Sospiro, avrei voluto conoscerlo il mio bisnonno.
– Leo, ricordati, questa tradizione nostra, che io, tua madre Giuseppina e tua nonna Giuseppina abbiamo iniziato non dovrà mai cambiare, Leo, mai: gelato di lusso a buon mercato.
Mio nonno si tocca il sigaro in bocca. Io guardo di nuovo le statue, penso che i ricordi siano importanti ma credo che per dargli valore, si debba agire nel presente per difenderli.
– Certo, le statue stanno messe malino, oggi. – Gli dico, guardandolo.
– Stanno bene. Che hanno?
– No, dico, potremmo restaurarle invece di tenerle così.
– Ci penserete voi, quando sarà.
Il sole già batte sul palazzo dalla parte opposta della strada, all’ombra dell’ingresso della gelateria mio nonno mi guarda con qualcosa che mi sembra rabbia ma non so definirlo e potrei sbagliarmi.
– Che cazzo ne sai tu.
Comunque lui si gira e, senza salutarmi, se ne va.
Dire la verità è complesso.
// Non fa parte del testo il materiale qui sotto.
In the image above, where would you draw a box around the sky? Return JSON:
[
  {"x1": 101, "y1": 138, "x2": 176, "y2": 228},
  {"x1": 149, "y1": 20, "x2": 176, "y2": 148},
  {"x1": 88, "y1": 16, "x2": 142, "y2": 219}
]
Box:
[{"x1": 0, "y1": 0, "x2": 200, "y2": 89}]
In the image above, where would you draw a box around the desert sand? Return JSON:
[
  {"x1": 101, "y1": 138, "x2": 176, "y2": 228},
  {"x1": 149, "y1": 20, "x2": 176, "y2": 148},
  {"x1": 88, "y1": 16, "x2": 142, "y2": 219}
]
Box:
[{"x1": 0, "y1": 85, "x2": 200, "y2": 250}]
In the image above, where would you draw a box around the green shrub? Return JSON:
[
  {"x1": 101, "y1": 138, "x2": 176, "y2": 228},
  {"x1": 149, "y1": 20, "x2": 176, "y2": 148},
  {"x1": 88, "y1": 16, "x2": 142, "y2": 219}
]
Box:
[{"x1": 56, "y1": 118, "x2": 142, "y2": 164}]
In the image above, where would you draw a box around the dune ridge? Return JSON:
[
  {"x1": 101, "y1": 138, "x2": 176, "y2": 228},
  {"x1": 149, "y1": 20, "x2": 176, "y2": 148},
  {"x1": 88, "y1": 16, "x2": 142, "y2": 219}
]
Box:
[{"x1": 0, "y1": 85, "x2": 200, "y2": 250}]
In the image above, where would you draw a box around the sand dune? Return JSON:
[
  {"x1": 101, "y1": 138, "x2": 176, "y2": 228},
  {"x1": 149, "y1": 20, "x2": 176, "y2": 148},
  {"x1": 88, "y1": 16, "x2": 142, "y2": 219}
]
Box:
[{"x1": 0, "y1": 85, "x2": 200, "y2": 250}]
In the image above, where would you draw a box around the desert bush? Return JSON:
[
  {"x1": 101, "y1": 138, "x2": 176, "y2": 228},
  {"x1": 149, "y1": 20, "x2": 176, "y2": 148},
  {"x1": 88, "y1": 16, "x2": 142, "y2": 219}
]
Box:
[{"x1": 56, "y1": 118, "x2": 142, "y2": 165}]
La verità qui è un elastico molle da sfilacciare perché, se teso, colpisce e fa tremare tutto. Io lo sapevo prima di arrivare qui.
Lo guardo andarsene, poi entro, la gelateria aprirà in meno di un’ora.
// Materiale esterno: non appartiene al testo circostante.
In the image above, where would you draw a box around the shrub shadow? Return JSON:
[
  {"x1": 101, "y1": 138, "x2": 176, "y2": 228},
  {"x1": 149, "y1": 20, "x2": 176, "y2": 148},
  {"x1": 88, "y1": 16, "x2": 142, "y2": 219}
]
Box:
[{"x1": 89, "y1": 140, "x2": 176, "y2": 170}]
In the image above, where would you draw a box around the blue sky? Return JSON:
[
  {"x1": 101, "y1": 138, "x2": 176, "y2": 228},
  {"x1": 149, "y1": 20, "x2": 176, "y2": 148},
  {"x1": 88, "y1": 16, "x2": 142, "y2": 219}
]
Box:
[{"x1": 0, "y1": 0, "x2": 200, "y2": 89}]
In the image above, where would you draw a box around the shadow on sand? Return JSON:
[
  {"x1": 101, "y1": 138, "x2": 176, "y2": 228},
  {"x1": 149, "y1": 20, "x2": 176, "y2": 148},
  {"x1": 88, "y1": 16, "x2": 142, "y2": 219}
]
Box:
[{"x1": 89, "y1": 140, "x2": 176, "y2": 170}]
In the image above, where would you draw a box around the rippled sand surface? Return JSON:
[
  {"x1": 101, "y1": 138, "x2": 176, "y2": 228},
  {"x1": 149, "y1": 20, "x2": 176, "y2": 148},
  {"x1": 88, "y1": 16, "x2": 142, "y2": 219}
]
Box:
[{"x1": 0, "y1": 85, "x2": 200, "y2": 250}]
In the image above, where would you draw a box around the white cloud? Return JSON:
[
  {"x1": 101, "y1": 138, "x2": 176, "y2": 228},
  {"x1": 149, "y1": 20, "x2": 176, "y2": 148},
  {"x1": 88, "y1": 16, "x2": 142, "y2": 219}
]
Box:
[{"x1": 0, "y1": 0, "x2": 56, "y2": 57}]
Fa freddo. Sento freddo. Come posso gestire tutto questo, da solo? Colerò a picco con tutto il Palazzo del Freddo. Colerò lentamente, scioglierò il Palazzo del Freddo al calore di un desiderio ereditato che ancora non comprendo.
Il mio bisnonno, penso, o viaggiava nel tempo o aveva la lungimiranza di un illuminato.
In laboratorio, sul muro, su, in alto a guardia della produzione ci sono due busti. Quello del mio bisnonno Giovanni ce lo ha messo mio nonno Leo nel ’78. Sopra il busto di lui c’è il busto di Giuseppina, la mia trisavola. Colonna portante di tutto. Lei lì ce la mise il mio bisnonno Giovanni, infatti il busto è di bronzo, non di gesso come quello di nonno Nino.
Li guardo. Guardano il laboratorio con gli occhi scolpiti, lui bianco candido, lei in ottone levigato, luminoso.
Sento che nella devastazione dei pezzetti che mi compongono, c’è il loro riflesso.
Infilo la giacca da gelatiere. Mi sta bene ma mi vergogno a indossarla guardando il suo busto.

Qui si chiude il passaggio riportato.